WASHINGTON — U.S. officials say CIA surveillance aircraft video that they think shows Osama bin Laden in 2000 was “highly classified,” and that the CIA will investigate who leaked it to the media.
The CIA often investigates when unauthorized material is leaked to the media, U.S. officials said.
No decision has been made on whether the matter would be referred to the U.S. Department of Justice.
NBC News aired the footage Tuesday. CNN has broadcast it as well.
The video, taken from an unarmed and unmanned surveillance aircraft over Tarnak Farm in Afghanistan in the fall of 2000, shows a tall man dressed in a white robe.
A senior intelligence official said the tape is genuine and that analysts think the figure in white is bin Laden.
The sprawling agricultural complex was a meeting place for senior al Qaeda leaders, and a training camp for scores of al Qaeda operatives.
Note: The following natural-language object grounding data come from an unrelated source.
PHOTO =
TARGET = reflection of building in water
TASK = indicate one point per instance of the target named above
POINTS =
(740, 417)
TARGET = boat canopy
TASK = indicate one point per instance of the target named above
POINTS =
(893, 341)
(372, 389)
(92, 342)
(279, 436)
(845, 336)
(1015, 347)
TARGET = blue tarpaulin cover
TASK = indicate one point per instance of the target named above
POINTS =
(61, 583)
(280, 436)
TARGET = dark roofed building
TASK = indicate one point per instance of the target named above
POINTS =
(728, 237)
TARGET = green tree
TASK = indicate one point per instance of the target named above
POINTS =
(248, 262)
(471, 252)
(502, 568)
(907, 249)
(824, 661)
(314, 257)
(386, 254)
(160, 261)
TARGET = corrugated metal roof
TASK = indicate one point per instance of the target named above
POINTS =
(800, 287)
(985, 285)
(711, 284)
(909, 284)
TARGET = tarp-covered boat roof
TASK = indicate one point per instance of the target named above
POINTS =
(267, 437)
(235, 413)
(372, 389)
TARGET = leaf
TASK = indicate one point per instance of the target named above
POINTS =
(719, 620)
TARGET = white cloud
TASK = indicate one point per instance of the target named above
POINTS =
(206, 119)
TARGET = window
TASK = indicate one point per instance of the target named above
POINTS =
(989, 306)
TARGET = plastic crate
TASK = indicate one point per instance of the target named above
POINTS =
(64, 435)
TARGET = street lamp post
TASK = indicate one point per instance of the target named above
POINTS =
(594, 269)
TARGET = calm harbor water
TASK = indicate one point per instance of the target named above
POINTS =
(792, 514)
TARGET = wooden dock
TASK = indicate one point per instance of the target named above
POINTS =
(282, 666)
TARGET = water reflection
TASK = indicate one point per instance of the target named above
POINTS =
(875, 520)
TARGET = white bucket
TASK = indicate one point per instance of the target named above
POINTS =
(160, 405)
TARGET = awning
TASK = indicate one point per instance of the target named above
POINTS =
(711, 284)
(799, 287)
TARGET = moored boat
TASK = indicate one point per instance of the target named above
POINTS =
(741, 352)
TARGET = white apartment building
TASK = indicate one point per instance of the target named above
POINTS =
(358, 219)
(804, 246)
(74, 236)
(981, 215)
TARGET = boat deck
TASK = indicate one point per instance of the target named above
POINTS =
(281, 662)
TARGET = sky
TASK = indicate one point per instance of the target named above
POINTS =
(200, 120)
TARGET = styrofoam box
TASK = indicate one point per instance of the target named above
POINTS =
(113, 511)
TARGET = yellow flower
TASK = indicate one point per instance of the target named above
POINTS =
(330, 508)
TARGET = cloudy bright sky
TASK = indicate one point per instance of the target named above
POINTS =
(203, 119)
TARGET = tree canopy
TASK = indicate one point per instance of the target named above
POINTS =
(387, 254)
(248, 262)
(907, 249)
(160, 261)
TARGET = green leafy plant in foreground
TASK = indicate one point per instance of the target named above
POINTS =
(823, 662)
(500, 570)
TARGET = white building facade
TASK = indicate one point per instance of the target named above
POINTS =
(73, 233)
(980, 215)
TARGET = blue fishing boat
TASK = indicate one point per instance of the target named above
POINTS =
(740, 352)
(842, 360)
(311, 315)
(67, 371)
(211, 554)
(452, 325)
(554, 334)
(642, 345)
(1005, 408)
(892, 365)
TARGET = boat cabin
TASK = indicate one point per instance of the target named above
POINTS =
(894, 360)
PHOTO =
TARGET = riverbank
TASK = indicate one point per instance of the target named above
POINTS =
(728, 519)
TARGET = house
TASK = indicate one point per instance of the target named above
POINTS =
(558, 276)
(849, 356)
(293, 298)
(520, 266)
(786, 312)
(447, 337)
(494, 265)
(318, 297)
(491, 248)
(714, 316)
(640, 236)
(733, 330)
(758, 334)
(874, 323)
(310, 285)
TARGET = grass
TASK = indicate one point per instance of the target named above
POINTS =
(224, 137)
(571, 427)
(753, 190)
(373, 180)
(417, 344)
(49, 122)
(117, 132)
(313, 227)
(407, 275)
Pentagon and CIA officials have copies of the videotape.
The possibility that the figure in the tape might have been bin Laden helped speed the decision to arm the Predator drone aircraft with “Hellfire” missiles, which can be fired by remote control, officials said.
With the technology available in 2000, it would have taken three to seven hours to strike the Tarnak Farm site with cruise missiles or bombs, U.S officials said.
In 1998, President Clinton ordered cruise missile strikes on suspected terrorist training camps in eastern in Afghanistan where intelligence suggested bin Laden might be. In the time it took for the cruise missiles to reach their target, officials say bin Laden moved to another location. That attack killed at least 21 Pakistanis, but missed bin Laden.
In November 2002, the CIA used an armed Predator to execute a senior al Qaeda official who was riding in a car in Yemen.
Steve Coll, in his recently published book “Ghost Wars,” says that the Clinton administration at one time planned to seize bin Laden at Tarnak Farm but never carried out the mission, in part over concerns about killing innocent women and children, as well as legal disagreements within the administration.